With a 3-4 record and a lot of foreign currency in their pockets, the Red Sox return to Fenway Park this afternoon to collect their 2007 championship rings and play the Detroit Tigers in the franchise's 108th home opener.
This is the 97th Opening Day for Fenway Park, and fans will notice new tiers of permanent seats along the upper-deck baselines. Alas, the Coke bottles are gone - which will cause some to wonder whether the "new" owners, now in their seventh season on Yawkey Way, have any respect for time-honored tradition.
A legion of hard hats and grounds crew members has been working virtually 'round the clock since the Sox defeated the Colorado Rockies, 2-1, last Oct. 25, and they were hammering, welding, and mowing as a handful of weary ballplayers arrived to unpack stuff yesterday.
There was no official workout, but today's starter, Daisuke Matsuzaka (when is the last time a pitcher started three of a team's first eight games?), stepped on the Fenway lawn just after 11 a.m and commenced running in the outfield. On his way to the clubhouse, Dice-K stopped by the mound and rehearsed his pitching motion from the carpet-covered hill. Groundskeepers continued to water the grass while Matsuzaka pretended to pitch.
Kevin Youkilis, Clay Buchholz, Dustin Pedroia, Josh Beckett, Julian Tavarez, and Jacoby Ellsbury were among those who came to the park to recover baggage they'd left behind in Florida March 19. Along with the bags, they discovered a better-lit clubhouse with exposed brick and a higher ceiling. The Sox' home office doesn't have any new elbow room, but it seems more spacious because architect Janet Marie Smith literally raised the roof.

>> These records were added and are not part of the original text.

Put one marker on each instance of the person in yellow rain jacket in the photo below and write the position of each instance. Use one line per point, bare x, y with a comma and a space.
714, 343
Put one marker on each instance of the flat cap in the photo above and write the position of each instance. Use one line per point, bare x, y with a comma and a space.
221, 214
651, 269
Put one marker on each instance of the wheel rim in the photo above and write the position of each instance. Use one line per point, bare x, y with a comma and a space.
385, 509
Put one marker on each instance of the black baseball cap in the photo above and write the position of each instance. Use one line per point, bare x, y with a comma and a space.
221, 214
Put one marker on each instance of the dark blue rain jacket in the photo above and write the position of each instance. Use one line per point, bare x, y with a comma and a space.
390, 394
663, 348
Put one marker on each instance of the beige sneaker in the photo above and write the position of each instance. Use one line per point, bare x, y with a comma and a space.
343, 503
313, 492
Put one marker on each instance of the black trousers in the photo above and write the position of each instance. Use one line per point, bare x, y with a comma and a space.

The Nomar Garciaparra Line of Death - a red stripe embedded into the clubhouse carpet (reporters were not allowed to cross) - is gone. The crimson line lasted 3 1/2 seasons longer than Nomar but went out with the old carpet and has not been replicated in the new rug.
"It's good to come home and set your place up," said Pedroia.

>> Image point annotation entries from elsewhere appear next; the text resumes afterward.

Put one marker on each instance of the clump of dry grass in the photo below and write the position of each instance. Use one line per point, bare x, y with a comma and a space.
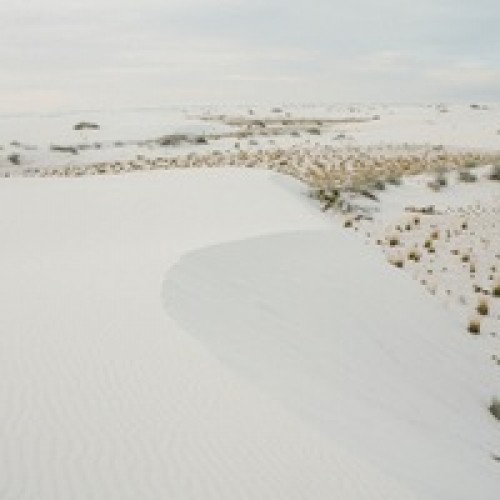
482, 307
474, 326
414, 255
494, 408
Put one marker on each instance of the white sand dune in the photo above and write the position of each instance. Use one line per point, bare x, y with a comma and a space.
103, 396
352, 347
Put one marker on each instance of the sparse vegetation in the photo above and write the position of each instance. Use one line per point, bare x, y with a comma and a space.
494, 408
465, 175
474, 326
483, 307
494, 174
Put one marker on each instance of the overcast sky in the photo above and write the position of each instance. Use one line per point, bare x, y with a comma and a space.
64, 54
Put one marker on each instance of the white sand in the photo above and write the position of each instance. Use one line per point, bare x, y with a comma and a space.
210, 334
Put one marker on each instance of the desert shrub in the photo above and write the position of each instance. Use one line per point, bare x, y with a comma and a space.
465, 175
414, 255
474, 326
394, 180
495, 408
494, 174
377, 185
483, 308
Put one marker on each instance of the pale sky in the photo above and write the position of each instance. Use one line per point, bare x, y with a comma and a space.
100, 54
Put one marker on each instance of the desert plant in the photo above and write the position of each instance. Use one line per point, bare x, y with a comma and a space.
474, 326
494, 174
494, 408
414, 255
394, 180
465, 175
483, 308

"It was a long trip, but it was fun, a great experience," added Ellsbury. "Now we all need to unpack and get situated.
"I'm real tired. I just got up 20 minutes ago [he said this at 12:45 p.m.]. I don't know what time I'm on, but every day I'm feeling a little bit better."
There was plenty of teeth-gnashing and low-level grumbling when the Sox wrapped up their 16,000-mile trek with three straight losses in Toronto Sunday, but at this early hour, the Sox are living in the complaint-free zone.

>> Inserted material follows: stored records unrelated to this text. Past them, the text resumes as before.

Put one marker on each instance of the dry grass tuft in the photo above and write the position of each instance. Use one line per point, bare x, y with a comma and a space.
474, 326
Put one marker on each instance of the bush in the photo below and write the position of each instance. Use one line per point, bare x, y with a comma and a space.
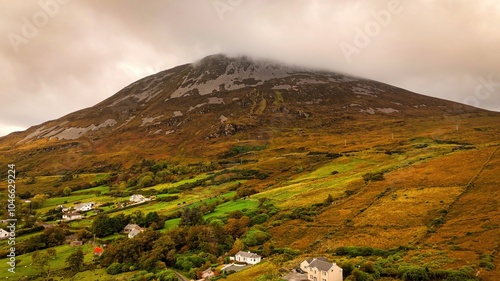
362, 276
354, 251
414, 274
255, 237
486, 262
260, 219
376, 176
114, 268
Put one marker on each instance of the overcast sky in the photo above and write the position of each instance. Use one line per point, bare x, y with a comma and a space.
59, 56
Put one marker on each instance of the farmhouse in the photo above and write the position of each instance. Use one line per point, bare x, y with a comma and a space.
138, 198
72, 216
207, 274
76, 243
130, 227
247, 257
3, 234
98, 251
319, 269
83, 207
134, 232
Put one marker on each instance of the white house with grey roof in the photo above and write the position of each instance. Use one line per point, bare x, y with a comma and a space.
83, 207
247, 257
319, 269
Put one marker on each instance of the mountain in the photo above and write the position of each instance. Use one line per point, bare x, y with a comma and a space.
385, 181
191, 111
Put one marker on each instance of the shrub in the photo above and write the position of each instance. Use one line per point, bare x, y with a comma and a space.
362, 276
260, 219
114, 268
486, 262
414, 274
376, 176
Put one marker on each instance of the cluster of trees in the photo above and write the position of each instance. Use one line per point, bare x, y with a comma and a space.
151, 172
194, 245
50, 237
104, 225
390, 264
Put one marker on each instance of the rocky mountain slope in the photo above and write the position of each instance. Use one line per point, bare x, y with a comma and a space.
189, 110
345, 161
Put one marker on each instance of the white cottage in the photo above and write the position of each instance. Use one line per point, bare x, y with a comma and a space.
83, 207
319, 269
134, 232
248, 257
72, 216
137, 198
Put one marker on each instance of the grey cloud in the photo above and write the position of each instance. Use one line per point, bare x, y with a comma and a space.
91, 49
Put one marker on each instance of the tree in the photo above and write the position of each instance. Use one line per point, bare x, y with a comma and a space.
53, 236
102, 226
191, 217
38, 200
75, 260
151, 217
41, 260
67, 191
237, 246
52, 252
329, 199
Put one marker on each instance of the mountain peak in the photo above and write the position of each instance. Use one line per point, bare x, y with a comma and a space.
225, 97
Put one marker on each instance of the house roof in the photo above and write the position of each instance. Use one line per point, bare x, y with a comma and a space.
309, 260
321, 265
83, 204
247, 254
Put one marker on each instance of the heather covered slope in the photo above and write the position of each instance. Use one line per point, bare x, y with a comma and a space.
344, 161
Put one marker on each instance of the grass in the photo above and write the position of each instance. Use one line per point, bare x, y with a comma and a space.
24, 267
240, 204
102, 189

"No more excuses about that," said Pedroia.
"Toronto just outplayed us," added Terry Francona. "They did everything better than we did."
The Sox manager went on to point out that his team's flaws tend to be exaggerated when the hitting stops.
"We're not going to have David Ortiz stealing second base," said Tito. "We're big and sometimes slow. That's the way we're constructed."
They are also favored to win the World Series for the third time in five years, and today's ring ceremony will remind everyone how good it was around here in the final two weeks of October.
"We deserved it," Pedroia said proudly. "We were the best team all year and we proved it at the end."
"I think I'll enjoy watching our players get their rings," said Francona. "There's no doubt there'll be a lot of emotion. The fans and the energy in the ballpark will go a long way."
The 2008 Red Sox are the most introduced team in baseball history. They were feted in Tokyo and took part in Opening Day festivities in Oakland and Toronto. Dr. Charles Steinberg spared them the intros when they played in front of the largest crowd in baseball history (115,300) at the Los Angeles Coliseum, but the Sox' spring of '08 has been long on miles and ceremonies, and thus far short on victories.
Finally, they are home for their Fenway feast. It's an official New England holiday. School will be skipped, employees will punch out early, and World Series rings will be served for lunch.